Sanofi India's fortune looking up
By Our Corporate Bureau | 05 May 2004
Mumbai: Sanofi- Synthelabo's decision to acquire Aventis will bring cheers to the former's Indian subsidiary Sanofi-Synthelabo India Ltd, an unlisted entity as the company is likey to get strong push in the Indian market. Sanofi India, which is currently scouting for a strong acquisition target will get a ready-made market in India , if the parent decides to merge Aventis Pharma India with Sanofi India.
When contacted, Shailesh Ayyangar,managing director Sanofi India said, "The deal is just announced. The Indian secnario is not yet clear." Aventis in India has sales turnover of Rs 651.6 crore, while it's profit after tax is Rs 91.6 crore. Avetis India closed at Rs 780 at the Bombay Stock Exchange on Friday. Sanofi India has a turnover of Rs 90 crores. According to analysts, the acquisition will offer a good therapeutic mix to Sanofi in India.
Currently Sanofi-Synthelabo (India) specialises in 4 main therapeutic groups, Thrombosis (major brands- Faxiparine, Tyklid and Plavix) Cardiovascular (Adenocor, Primacor) Neurlogy,(Valparin, Jume) and Internal Medicine( Ladogal Lactacyd,Fortagesic and Calcium Resonium), while Aventis India has presence in diabetes, pain-relief and cardiovascular segments and vaccine business. "Though there is a product overlap in cardio vascular segment, the integrated entity will offer a strong product mix which will ultimately improve the bottomline." a pharma analyst said.

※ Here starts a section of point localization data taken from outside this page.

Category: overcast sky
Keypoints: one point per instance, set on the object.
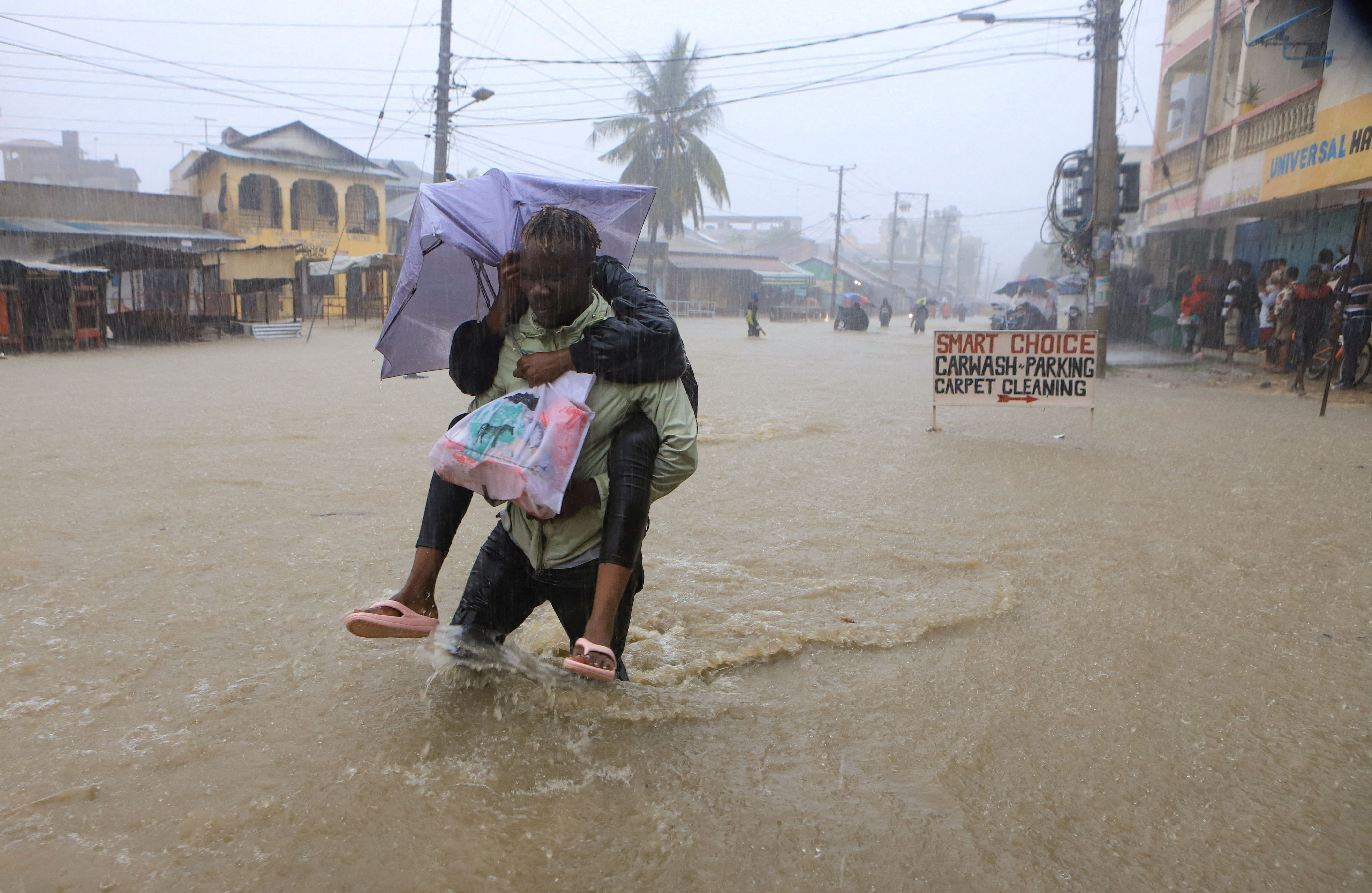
(983, 135)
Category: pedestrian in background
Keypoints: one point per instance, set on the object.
(921, 316)
(1248, 302)
(1272, 285)
(1283, 320)
(1233, 316)
(1357, 327)
(1193, 316)
(1312, 308)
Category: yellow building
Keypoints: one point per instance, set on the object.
(293, 186)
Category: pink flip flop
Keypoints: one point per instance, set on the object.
(590, 671)
(409, 626)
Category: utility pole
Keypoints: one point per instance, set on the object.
(445, 57)
(1105, 168)
(839, 233)
(891, 258)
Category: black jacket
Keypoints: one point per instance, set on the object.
(640, 344)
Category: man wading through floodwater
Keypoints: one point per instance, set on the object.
(548, 319)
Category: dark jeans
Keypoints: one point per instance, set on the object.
(504, 590)
(632, 457)
(1307, 342)
(1356, 331)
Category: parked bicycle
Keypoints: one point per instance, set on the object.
(1326, 352)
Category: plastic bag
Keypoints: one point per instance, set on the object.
(520, 448)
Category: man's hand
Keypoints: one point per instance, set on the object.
(544, 368)
(508, 294)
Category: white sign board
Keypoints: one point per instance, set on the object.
(1016, 368)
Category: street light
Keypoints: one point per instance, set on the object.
(479, 95)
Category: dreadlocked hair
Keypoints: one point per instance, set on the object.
(562, 230)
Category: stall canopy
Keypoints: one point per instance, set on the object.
(460, 231)
(276, 263)
(120, 256)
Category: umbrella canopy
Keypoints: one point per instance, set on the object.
(460, 231)
(1163, 324)
(1030, 283)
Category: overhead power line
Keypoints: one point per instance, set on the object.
(818, 42)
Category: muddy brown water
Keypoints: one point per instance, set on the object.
(1132, 659)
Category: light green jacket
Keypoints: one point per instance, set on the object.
(556, 542)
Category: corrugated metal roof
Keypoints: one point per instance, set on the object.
(401, 206)
(58, 268)
(342, 265)
(702, 261)
(108, 228)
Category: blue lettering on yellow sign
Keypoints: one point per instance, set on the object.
(1320, 153)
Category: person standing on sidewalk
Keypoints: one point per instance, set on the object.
(1357, 327)
(1193, 316)
(1283, 317)
(1312, 308)
(1233, 316)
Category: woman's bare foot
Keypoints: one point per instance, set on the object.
(418, 593)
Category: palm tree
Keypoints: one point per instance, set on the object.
(662, 141)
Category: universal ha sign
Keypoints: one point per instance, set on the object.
(1014, 369)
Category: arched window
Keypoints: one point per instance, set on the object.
(315, 205)
(260, 202)
(362, 209)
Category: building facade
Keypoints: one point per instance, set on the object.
(1264, 146)
(66, 165)
(290, 186)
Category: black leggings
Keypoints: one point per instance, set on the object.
(632, 457)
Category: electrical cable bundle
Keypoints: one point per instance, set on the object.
(1075, 237)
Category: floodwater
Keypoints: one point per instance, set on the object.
(1128, 659)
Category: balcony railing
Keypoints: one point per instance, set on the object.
(1279, 124)
(1175, 169)
(1176, 9)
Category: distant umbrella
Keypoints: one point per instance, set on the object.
(1163, 326)
(1030, 283)
(459, 234)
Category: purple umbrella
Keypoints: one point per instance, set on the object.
(459, 234)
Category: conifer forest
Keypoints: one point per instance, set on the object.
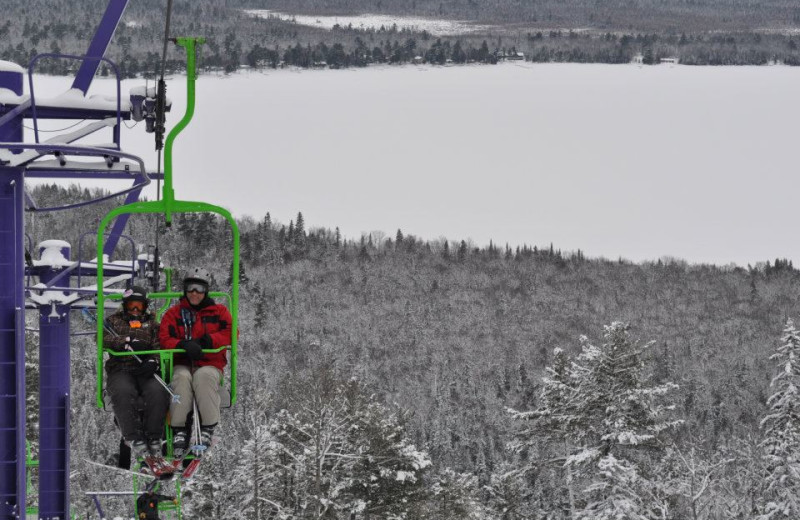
(387, 377)
(707, 32)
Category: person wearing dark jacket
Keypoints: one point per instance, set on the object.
(134, 328)
(195, 324)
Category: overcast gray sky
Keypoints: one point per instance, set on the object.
(639, 162)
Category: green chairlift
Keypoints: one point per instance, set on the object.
(168, 206)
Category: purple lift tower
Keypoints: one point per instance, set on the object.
(56, 292)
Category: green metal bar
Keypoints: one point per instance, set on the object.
(160, 352)
(168, 195)
(167, 206)
(179, 206)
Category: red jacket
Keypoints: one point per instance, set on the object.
(210, 318)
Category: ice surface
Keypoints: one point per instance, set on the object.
(617, 160)
(376, 21)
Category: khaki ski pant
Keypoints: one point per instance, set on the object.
(203, 385)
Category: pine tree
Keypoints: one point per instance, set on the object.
(781, 442)
(619, 416)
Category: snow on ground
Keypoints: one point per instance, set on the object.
(639, 162)
(376, 21)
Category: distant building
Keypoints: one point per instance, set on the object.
(510, 55)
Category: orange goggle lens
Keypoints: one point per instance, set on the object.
(134, 306)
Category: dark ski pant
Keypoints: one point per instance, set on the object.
(125, 389)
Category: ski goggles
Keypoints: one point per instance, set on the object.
(135, 307)
(196, 287)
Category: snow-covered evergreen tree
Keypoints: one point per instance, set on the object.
(336, 453)
(781, 442)
(601, 417)
(622, 422)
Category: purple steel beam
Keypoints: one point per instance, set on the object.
(54, 368)
(70, 174)
(12, 321)
(122, 221)
(97, 49)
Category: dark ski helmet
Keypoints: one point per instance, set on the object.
(197, 275)
(134, 294)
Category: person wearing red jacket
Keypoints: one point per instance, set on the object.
(194, 324)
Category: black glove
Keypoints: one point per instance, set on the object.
(138, 344)
(117, 343)
(147, 368)
(192, 348)
(206, 342)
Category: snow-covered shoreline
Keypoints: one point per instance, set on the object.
(613, 160)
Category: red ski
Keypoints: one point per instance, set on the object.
(159, 467)
(189, 470)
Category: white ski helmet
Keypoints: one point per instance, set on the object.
(197, 275)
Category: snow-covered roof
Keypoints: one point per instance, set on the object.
(72, 98)
(10, 66)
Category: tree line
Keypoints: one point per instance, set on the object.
(728, 33)
(459, 377)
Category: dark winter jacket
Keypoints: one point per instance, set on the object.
(144, 328)
(211, 319)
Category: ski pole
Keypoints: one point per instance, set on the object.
(85, 312)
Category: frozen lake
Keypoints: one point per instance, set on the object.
(640, 162)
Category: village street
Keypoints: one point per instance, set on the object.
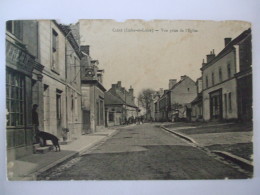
(144, 152)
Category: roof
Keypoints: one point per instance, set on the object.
(228, 48)
(127, 100)
(178, 83)
(111, 99)
(197, 99)
(67, 31)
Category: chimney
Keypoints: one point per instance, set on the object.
(172, 82)
(183, 77)
(227, 41)
(85, 49)
(203, 62)
(210, 56)
(199, 85)
(118, 83)
(131, 91)
(161, 92)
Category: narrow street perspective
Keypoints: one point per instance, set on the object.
(144, 152)
(133, 100)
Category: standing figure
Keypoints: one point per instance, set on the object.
(35, 122)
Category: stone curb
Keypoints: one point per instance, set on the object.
(34, 175)
(246, 164)
(180, 135)
(236, 159)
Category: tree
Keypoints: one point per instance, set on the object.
(145, 99)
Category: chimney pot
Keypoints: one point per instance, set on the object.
(227, 41)
(172, 82)
(119, 83)
(85, 49)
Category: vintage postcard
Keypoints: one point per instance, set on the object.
(133, 100)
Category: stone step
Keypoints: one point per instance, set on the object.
(65, 142)
(43, 150)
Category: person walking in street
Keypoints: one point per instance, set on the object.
(35, 122)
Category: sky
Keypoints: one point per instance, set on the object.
(149, 58)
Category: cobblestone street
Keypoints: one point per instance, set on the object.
(144, 152)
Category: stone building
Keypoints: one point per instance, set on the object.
(92, 93)
(196, 104)
(20, 67)
(114, 109)
(244, 78)
(220, 99)
(125, 99)
(175, 101)
(73, 84)
(42, 67)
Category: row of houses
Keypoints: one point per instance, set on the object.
(223, 92)
(120, 105)
(46, 66)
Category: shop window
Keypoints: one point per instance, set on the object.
(55, 51)
(15, 27)
(229, 71)
(15, 99)
(220, 74)
(207, 82)
(58, 105)
(230, 102)
(111, 117)
(213, 78)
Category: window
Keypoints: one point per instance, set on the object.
(230, 102)
(54, 50)
(15, 27)
(111, 117)
(213, 79)
(225, 103)
(228, 71)
(58, 105)
(72, 102)
(207, 82)
(15, 99)
(220, 74)
(101, 112)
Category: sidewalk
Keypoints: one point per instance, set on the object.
(230, 140)
(27, 168)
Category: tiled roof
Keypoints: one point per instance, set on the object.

Aventis Pharma India had done a star turn in 2003 by focusing on its strategic brands to drive growth. Key brands such as Cardace (40 per cent growth on a quarter-to-quarter basis), Clexane (17 per cent), Amaryl (23 per cent) and Targocid (29 per cent) continued to post impressive growth; Aventis derives close to 30 per cent of its revenues from this product cluster.
These brands address lifestyle diseases and are also outside the ambit of price control. Aventis has also benefited from the strong support it receives from its parent for product roll outs.